J’ai hérité d’un appartement en Belgique, que je souhaite aujourd’hui mettre en location. Vais-je devoir payer des impôts sur mes revenus locatifs? Si oui, combien? (Nele, 51 ans)

Dans notre pays, rien n’est jamais simple. Pour mieux comprendre cette matière délicate, nous avons demandé à Pauline Maufort, avocate fiscaliste de l’Association Afschrift,  d’esquisser les grandes lignes de la taxation des revenus immobiliers provenant de la location d’immeubles situés en Belgique.

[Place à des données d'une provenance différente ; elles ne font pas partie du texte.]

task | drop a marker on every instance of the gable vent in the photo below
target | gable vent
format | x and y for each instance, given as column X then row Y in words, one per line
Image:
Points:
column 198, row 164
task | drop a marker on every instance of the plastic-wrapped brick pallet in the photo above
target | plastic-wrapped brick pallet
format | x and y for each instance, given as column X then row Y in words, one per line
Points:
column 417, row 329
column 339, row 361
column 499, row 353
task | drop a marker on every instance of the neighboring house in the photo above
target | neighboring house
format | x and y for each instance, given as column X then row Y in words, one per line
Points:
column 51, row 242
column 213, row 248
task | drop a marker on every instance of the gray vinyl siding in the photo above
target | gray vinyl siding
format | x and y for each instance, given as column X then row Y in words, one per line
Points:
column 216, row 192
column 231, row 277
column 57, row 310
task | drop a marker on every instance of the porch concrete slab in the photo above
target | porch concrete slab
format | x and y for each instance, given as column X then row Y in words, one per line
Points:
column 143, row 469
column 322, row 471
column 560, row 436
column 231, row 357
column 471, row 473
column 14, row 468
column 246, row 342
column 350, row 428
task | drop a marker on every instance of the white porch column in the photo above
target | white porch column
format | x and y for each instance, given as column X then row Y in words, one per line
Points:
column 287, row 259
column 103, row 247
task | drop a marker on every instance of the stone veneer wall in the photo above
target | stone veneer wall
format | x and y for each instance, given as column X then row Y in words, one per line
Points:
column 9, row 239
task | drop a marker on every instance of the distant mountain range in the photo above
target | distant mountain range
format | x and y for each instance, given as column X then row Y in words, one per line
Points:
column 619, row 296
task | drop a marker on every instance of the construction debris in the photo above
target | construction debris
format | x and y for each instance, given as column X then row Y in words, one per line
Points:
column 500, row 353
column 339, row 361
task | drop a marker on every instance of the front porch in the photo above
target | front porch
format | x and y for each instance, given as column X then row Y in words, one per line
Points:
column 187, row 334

Maison ou appartement: plusieurs possibilités

“La manière dont seront imposés les loyers que vous percevrez pour une maison ou un appartement situé en Belgique dépendra de la personnalité du locataire et de l’usage qu’il fait du bien immobilier", explique d’emblée notre interlocutrice. “Si vous mettez en location une maison ou un appartement, il existe en réalité plusieurs possibilités:

  • votre locataire est une personne physique qui agit à titre privé;
  • votre locataire est une personne physique qui affecte le bien – totalement ou partiellement – à son activité professionnelle;
  • votre locataire est une personne morale (société) au sein de laquelle vous n’exercez pas de mandat de dirigeant;
  • votre locataire est une personne morale au sein de laquelle vous exercez un mandat de dirigeant;
  • votre locataire est une personne morale qui met l’immeuble à disposition d’une ou plusieurs personnes physiques pour une occupation exclusivement à des fins d’habitation.

Le montant pris en compte pour le calcul de l’impôt sera différent selon la situation.”

Personne physique – usage privé

Le cas le plus courant est celui de la location à une autre personne physique, qui va affecter le bien à un usage privé. “Dans ce cas, l’imposition sera fonction du revenu cadastral (RC)”, explique Pauline Maufort. “Le montant imposable est égal au revenu cadastral indexé du bien, majoré de 40%. Le coefficient d’indexation est basé sur l’évolution de l’indice santé, qui permet d’adapter les loyers à l’évolution du coût de la vie. Pour l’année de revenus 2014, ce coefficient est de 1,70. C’est l’administration fiscale qui se chargera du calcul: vous devez juste mentionner dans votre déclaration le montant du revenu cadastral du bien mis en location.”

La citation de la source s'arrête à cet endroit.